Navarre Accepts Check from Radio Station for Dressel Family

Navarre, on the radio Tuesday morning
Navarre, on the radio Tuesday morning

TOLEOD -- Since Toledo Police Detective Keith Dressel was shot and killed in the line of duty, there's been an outpouring of support and donations for his family.  In only twelve hours, Toledoans raised thousands of dollars with the help of a local radio station.  Today, Police Chief Mike Navarre accepted the donation, and spoke on the air about the family and the detective's funeral.

Detective Dressel was shot and killed last Wednesday after a confrontation in north Toledo.  Police say Dressel and two other undercover officers confronted 15-year-old Robert Jobe and 19-year-old Sherman Powell on Ontario Street around 2:00am.  Jobe and Powell ran, and when Dressel caught up to Jobe, police say Jobe pulled a .38 caliber Smith & Wesson and fired once, hitting Dressel in the chest.
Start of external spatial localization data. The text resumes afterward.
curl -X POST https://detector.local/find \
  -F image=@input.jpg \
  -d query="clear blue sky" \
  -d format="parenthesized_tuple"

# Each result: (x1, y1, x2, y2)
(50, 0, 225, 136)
The other two officers tackled Powell and took him into custody.  Jobe ran from the scene, then turned himself in shortly after 11:00am that same day.  Both Jobe and Powell are in jail, awaiting further court action.

Monday's funeral for Dressel drew hundreds of police officers to a church in Temperance, Michigan.  He was eulogized as a dedicated family man and dedicated police officer.  Those hundreds of police officers then formed a 5-mile-long procession to the cemetery, where Dressel was buried with full honors.

The normally upbeat morning pop-music show on KISS-FM was stunningly solemn, but also proud.  Tuesday morning, Police Chief Mike Navarre was on the air with host Andrew Z, to receive a check for more than $5,000 and a community condolence card filled with signatures and messages of sympathy.  The station also played a specially-mixed song that included some sound clips from yesterday's funeral.

"I have received hundreds of emails, letters, phone calls, contributions, literally thousands of contributions and the family can use that, and that's a good thing," said Navarre on the air.

"It makes people feel part of the healing process even if it's just a couple of dollars they've thrown into a milk jub at a Sterling store -- makes  them feel like they are helping," said host Andrew Zapata.  "The community has come together to support this family -- and they need to stay together."